How will NIH ensure central IRBs can effectively report noncompliance and unanticipated problems?

IRBs might find it challenging to manage multisite research, and this raises questions about how well they’ll handle noncompliance and unanticipated problems reporting, according to a comment dated Jan. 29, 2015, by the WIRB-Copernicus Group (WCG).

“Administrative processes must be flexible enough to accommodate the unique needs of each institution,” according to the comment. “For example, consent forms and other study materials will also need to reflect local differences, including site-specific legal and institutional requirements.”

NIH’s final policy doesn’t address these and other questions IRBs and research organizations have, says David Borasky, MPH, CIP, vice president of quality management at Copernicus Group, a WCG company in Princeton, NJ.

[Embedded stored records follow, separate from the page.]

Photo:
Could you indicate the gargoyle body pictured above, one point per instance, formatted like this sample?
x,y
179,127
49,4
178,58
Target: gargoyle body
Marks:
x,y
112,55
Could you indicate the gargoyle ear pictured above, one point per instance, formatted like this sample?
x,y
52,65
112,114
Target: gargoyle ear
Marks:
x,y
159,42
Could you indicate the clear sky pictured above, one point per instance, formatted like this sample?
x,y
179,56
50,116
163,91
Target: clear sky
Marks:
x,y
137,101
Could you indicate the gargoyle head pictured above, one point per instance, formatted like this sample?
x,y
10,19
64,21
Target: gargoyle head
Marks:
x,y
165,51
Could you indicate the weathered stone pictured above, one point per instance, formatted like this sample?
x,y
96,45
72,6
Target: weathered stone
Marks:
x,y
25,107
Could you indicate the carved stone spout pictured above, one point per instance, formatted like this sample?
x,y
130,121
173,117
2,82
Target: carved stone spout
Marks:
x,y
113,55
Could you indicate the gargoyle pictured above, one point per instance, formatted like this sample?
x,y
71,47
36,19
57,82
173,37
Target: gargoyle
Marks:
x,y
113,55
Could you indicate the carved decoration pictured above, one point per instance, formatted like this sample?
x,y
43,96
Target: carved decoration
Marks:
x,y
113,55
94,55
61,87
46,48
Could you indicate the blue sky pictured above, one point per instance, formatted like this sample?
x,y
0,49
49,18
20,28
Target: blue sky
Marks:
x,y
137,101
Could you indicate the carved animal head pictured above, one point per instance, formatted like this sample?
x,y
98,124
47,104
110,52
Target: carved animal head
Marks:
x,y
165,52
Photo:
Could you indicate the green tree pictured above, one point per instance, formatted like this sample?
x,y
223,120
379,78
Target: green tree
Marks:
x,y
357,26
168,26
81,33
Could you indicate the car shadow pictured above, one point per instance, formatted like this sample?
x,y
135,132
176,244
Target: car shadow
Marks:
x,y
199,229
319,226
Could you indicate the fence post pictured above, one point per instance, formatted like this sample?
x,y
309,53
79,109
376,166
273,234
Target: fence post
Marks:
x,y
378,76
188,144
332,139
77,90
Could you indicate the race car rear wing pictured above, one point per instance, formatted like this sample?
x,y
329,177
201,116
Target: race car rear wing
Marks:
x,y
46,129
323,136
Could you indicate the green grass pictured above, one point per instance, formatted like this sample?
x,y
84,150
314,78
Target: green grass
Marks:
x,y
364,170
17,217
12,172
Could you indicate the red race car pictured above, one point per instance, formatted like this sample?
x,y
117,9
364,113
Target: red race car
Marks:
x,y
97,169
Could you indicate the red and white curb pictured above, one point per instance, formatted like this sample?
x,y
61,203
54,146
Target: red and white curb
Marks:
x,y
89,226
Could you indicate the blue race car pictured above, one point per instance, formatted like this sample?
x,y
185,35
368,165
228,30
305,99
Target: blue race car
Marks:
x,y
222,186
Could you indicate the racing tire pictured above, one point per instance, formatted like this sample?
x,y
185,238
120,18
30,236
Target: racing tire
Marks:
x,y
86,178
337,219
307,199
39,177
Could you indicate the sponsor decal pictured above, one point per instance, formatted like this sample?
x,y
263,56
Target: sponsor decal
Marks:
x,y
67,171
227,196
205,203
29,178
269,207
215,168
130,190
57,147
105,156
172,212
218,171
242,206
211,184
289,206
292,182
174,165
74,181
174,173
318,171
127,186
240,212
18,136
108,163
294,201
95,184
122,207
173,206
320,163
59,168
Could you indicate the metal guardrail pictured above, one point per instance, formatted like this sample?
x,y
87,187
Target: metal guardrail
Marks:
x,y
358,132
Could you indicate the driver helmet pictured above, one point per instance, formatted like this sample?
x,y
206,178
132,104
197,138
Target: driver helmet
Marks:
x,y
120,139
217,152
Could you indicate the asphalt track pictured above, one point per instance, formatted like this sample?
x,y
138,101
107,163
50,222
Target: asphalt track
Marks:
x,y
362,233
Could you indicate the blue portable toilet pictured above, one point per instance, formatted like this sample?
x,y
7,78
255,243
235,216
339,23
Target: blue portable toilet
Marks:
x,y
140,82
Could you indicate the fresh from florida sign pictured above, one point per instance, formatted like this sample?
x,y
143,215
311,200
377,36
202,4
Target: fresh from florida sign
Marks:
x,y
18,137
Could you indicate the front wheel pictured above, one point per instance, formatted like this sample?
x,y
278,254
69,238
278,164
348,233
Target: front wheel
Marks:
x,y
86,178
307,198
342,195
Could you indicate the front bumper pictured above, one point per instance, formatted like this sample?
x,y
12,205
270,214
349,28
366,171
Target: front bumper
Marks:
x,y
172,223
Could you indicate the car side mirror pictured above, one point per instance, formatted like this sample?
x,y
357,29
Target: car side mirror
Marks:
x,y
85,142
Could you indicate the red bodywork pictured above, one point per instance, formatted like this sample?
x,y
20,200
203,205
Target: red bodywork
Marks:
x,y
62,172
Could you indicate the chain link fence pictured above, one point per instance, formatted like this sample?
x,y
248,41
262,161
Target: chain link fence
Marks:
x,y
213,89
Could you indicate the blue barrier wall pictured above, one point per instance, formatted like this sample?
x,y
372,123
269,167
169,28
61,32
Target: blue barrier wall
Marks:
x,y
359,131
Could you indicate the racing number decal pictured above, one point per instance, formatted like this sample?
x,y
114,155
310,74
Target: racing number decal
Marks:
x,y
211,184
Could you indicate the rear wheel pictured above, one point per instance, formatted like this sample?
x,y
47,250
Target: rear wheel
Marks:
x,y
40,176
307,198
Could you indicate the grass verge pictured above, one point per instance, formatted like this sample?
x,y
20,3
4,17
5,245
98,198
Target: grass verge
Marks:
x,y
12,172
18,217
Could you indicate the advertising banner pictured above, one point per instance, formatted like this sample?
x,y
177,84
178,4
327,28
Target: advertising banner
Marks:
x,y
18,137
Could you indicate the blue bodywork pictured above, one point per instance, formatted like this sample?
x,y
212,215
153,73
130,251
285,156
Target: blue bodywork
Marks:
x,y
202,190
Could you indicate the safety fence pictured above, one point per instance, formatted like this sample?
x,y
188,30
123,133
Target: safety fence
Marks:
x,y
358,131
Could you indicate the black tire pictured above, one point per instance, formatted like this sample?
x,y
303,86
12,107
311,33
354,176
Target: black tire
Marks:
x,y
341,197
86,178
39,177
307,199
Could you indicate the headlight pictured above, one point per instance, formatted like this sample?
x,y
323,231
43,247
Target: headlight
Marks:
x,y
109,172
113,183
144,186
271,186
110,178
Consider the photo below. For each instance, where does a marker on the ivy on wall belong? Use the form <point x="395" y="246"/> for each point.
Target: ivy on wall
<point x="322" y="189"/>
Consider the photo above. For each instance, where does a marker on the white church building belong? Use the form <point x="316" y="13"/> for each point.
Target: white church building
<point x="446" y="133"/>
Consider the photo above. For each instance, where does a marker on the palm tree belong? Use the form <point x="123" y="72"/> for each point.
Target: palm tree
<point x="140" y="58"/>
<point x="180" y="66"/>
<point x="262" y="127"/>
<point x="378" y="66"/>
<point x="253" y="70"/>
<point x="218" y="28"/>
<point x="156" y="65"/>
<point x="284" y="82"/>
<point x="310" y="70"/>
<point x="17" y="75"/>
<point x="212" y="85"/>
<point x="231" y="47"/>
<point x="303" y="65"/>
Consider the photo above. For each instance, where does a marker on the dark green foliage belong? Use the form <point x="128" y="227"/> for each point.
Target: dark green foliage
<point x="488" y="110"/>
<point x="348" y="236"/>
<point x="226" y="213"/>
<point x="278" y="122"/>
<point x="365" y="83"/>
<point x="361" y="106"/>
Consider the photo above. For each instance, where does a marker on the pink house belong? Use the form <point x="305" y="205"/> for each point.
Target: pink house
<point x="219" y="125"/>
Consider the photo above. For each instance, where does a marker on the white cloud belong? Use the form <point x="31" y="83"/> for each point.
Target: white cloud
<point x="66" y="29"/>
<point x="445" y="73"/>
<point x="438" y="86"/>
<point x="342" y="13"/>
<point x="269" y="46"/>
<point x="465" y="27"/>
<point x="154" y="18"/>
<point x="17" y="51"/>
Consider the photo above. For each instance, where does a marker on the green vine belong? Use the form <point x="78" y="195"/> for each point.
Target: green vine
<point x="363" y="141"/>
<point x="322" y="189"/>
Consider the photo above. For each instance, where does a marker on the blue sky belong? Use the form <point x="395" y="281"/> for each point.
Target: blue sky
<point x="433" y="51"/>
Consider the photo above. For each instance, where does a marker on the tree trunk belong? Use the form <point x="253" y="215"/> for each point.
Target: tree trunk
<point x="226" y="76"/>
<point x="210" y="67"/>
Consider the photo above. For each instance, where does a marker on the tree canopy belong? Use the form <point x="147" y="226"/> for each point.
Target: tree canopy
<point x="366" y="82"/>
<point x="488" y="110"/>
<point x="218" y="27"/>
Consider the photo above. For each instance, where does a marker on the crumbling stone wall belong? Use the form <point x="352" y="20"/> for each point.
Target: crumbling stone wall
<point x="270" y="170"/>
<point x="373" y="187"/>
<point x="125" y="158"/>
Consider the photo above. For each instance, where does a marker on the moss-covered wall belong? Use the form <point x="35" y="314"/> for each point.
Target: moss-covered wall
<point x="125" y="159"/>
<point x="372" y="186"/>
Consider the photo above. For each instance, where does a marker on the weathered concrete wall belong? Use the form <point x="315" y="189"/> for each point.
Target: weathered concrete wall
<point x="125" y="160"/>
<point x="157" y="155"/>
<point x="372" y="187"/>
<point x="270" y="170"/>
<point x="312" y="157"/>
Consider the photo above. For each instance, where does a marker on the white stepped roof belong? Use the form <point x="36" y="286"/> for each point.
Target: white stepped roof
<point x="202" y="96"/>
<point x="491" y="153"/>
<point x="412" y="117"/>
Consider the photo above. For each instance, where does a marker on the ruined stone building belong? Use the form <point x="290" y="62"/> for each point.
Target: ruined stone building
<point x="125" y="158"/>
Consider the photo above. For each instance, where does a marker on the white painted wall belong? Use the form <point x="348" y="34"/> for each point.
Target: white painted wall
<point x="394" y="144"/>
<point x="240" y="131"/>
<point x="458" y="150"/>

“It will be interesting to see what it looks like when NIH’s guidance comes out,” Borasky says. “From looking at the comments on the draft policy, institutions are well aware this will be a very challenging policy for them to implement if they want to be a single IRB.”

Even with nearly a year to get ready, it will be challenging for most IRBs to prepare. “In my own opinion, I don’t think a guidance document will solve these issues, although it will be nice if NIH puts out a list of recommendations for a single IRB,” Borasky says.